From about the age of eight I can remember taking my Fathers old Kodak folding camera and composing pictures of people and seascapes in its upside down view finder, amazingly more than 50 years on that old camera is still in my possession.
From those early days the seed of photography was sown and it has brought me through many transitions.
At the end of the 60’s I was a surfer so my love was for taking surfing pictures, with so few photographers around at the time the results were unique and resulted in images being published in magazines both here and abroad.
In 2011 the early surfing images became a focus of interest again as a social record this time with some pictures being printed in a national surfing magazine and also in a book about the history of surfing in the UK.
I still take surfing photographs but as my wife and I live only a mile from the Exmoor park boundary I have gone more frequently there for the variety of opportunities it offers with its red deer herds and wonderful moorland and coast which is why this site has been created … please enjoy … “Images Of Exmoor” … and beyond!
Inspirations
I get asked from time to time who inspires me to take photographs and who’s work do I most admire.
I don’t actually think I am inspired by anyone, yes I see pictures that are beautiful and well executed but they themselves do not inspire me to go and emulate what I have seen necessarily.
Back in 2006 I was talking to an old surfing friend who I have known since the 1970’s and he said to me after viewing some of my (then) latest pictures “you see things differently to everyone else” and I suppose the answer lies right there in that statement … I am my own inspiration.
As for who I admire well that has to be Sally Mann whose fabulous black and white images have stayed with me since the first time I saw them.
She has been criticised by many for the pictures she took of her children for her third collection “Immediate family” but the images are superbly executed and for me anyway speak of childhood and remind me of my own back in a more peaceful and innocent time.
Equipment
It seems that no photographers background is complete without the list of paraphernalia that in some way is seen as a window into his soul.

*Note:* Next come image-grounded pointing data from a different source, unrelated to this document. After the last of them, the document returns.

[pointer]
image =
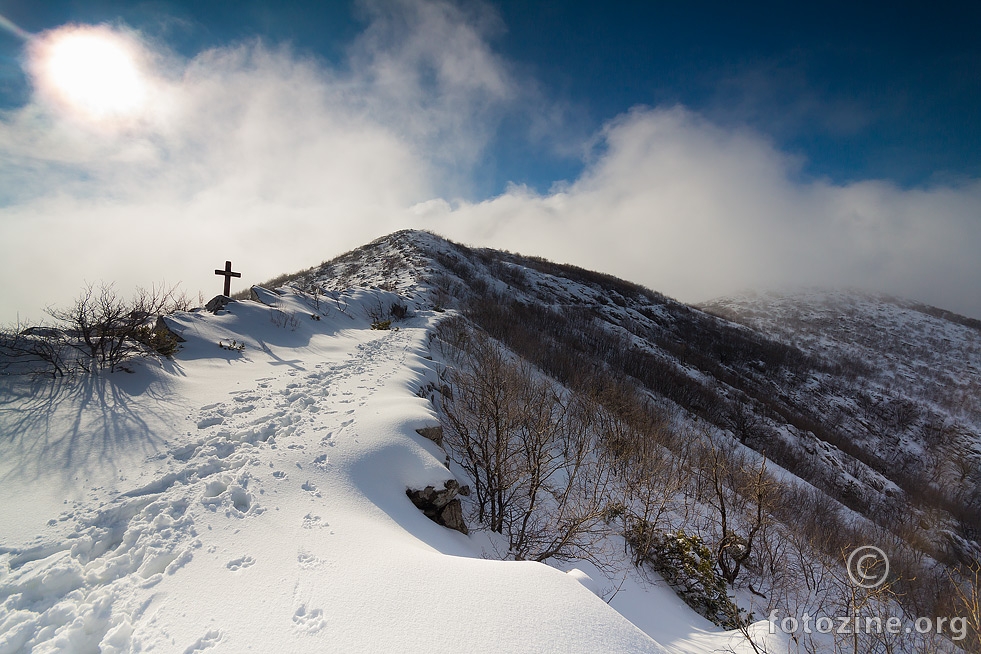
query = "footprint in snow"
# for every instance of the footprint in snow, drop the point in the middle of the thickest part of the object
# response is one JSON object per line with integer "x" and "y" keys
{"x": 310, "y": 621}
{"x": 240, "y": 563}
{"x": 313, "y": 521}
{"x": 206, "y": 641}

It is true that a good photographer can take a brilliant picture with a cheap camera but the fact still remains that the cheaper the camera the more limited your options are in respect of lens choice, filters etcetera. Also the brilliant picture from the cheap camera will not blow up well and will more as like be a jpeg file as well, that’s fine if you’ve got a picture you took last week of Elvis, Lord Lucan and Princess Di eating in Mc Donalds Leicester square because it will make you a fortune even if its noisy and with shallow depth of field but it won’t cut the mustard if you are doing landscapes for a living. So what do I use? … All my adult life … from about 1965 on I have been a Nikon man to the bone and its no good talking to me about other makes as at best they will only equal Nikon. I have … one D2X body, it used to be two but I totally trashed one in 2011 … two D3X bodies … one 14-24mm Nikkor lens … one 24-70mm Nikkor lens … one 105mm Micro Nikkor lens … one 70-200mm Nikkor lens … one 300mm Nikkor lens … one 600mm Nikkor lens and a van load of filters and other “must have” items … well it seemed that I must have them at the time! Holding it all up out of the heather is a Manfrotto carbon fibre tripod or if I am at the beach with the 600mm lens I use a Manfrotto studio tripod which is built like the Golden Gate bridge. My philosophy in the choice of camera equipment is simple … I have bought the very best you can buy so that if the result is inferior it is my fault and mine alone, there is no way I can blame my cameras!